Assume $a_{n+1}$ is a square. Then considering $a_n^5+487=g^2$ ($a_{n+1}=g^2$) modulo 8 we get $g\equiv 0( \mod 2)$. Then we find $a_{n+2}\equiv 7 (\mod 8)$, $a_{n+3}\equiv 6 (\mod 8)$, $a_{n+4}\equiv 7 (\mod 8)$. So there is no perfect square after $a_{n+1}$. Hence there can't be 3 (or more) perfect squares in this sequence. Assume there are two prefect squares. From the above it follows that $a_0$ is a perfect square. $m=h^2$. Assume $a_1$ is not a perfect square. If $a_0$ is even, then we get $a_{1}\equiv 7 (\mod 8)$, $a_{2}\equiv 6 (\mod 8)$, $a_{3}\equiv 7 (\mod 8)$ and there are no other perfect squares. If $a_0$ is odd, then it is 1 modulo 4, and it follows $a_1\equiv 0 (\mod 8)$, $a_{2}\equiv 7 (\mod 8)$, $a_{3}\equiv 6 (\mod 8)$, $a_{4}\equiv 7 (\mod 8)$, and since $a_1$ is not a perfect square, there are no other perfect squares. Thus it remains $a_1$ is a perfect square. $a_1=r^2$. Now we have $r^2=h^{10}+487$, $(r+h^5)(r-h^5)=487$. Since 487 is prime we get $r=244$, $h^5=243$. Finally $m=9$.

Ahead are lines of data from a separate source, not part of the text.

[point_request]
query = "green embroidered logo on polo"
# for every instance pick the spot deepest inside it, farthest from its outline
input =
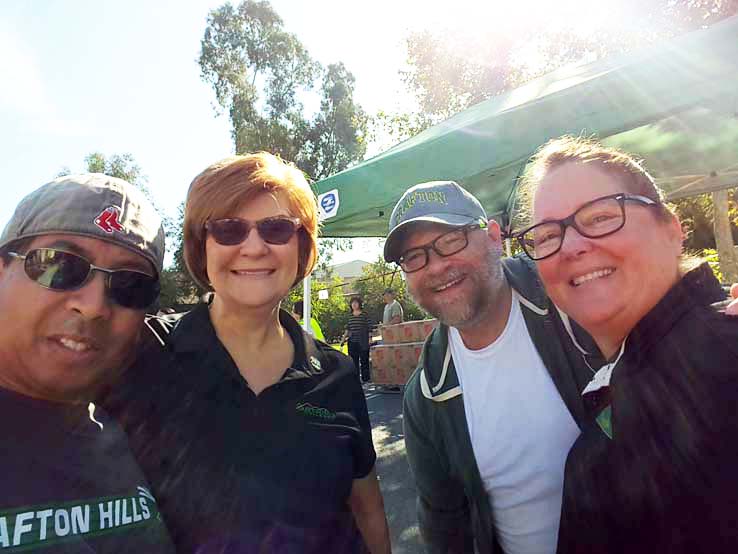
(604, 420)
(437, 197)
(308, 409)
(33, 527)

Clearly every two consecutive terms have different parity. Observe that if $a_k$ is even for some $k\geq 0$, then $a_n$ is not a perfect square for all $n\geq k$. Indeed, we must have $a_{k+1} \equiv 3 \pmod 4$, $a_{k+2} \equiv 2 \pmod 4$ and in general $a_{k + 2t-1} \equiv 3, a_{k+2t} \equiv 2 \pmod 4$ for all $t\geq 1$, while a perfect square can give remainder $0$ or $1$ mod $4$ only. Therefore, as exactly one of $a_0$ and $a_1$ is even, we obtained that $a_n$ cannot be a square for all $n\geq 2$. In particular, the sequence cannot contain more than two perfect squares - and if there are two, they must be $a_0$ and $a_1$. If $a_0 = m = x^2$ and $a_1 = y^2$ for $x,y > 0$, then $y^2 = x^{10} + 487$, equivalent to $(y - x^5)(y + x^5) = 487$. Since $487$ is prime, we can only have $y - x^5 = 1$, $y + x^5 = 487$, thus $x^5 = 243$, $x=3$ and $a_0 = m = 9$ is the only solution.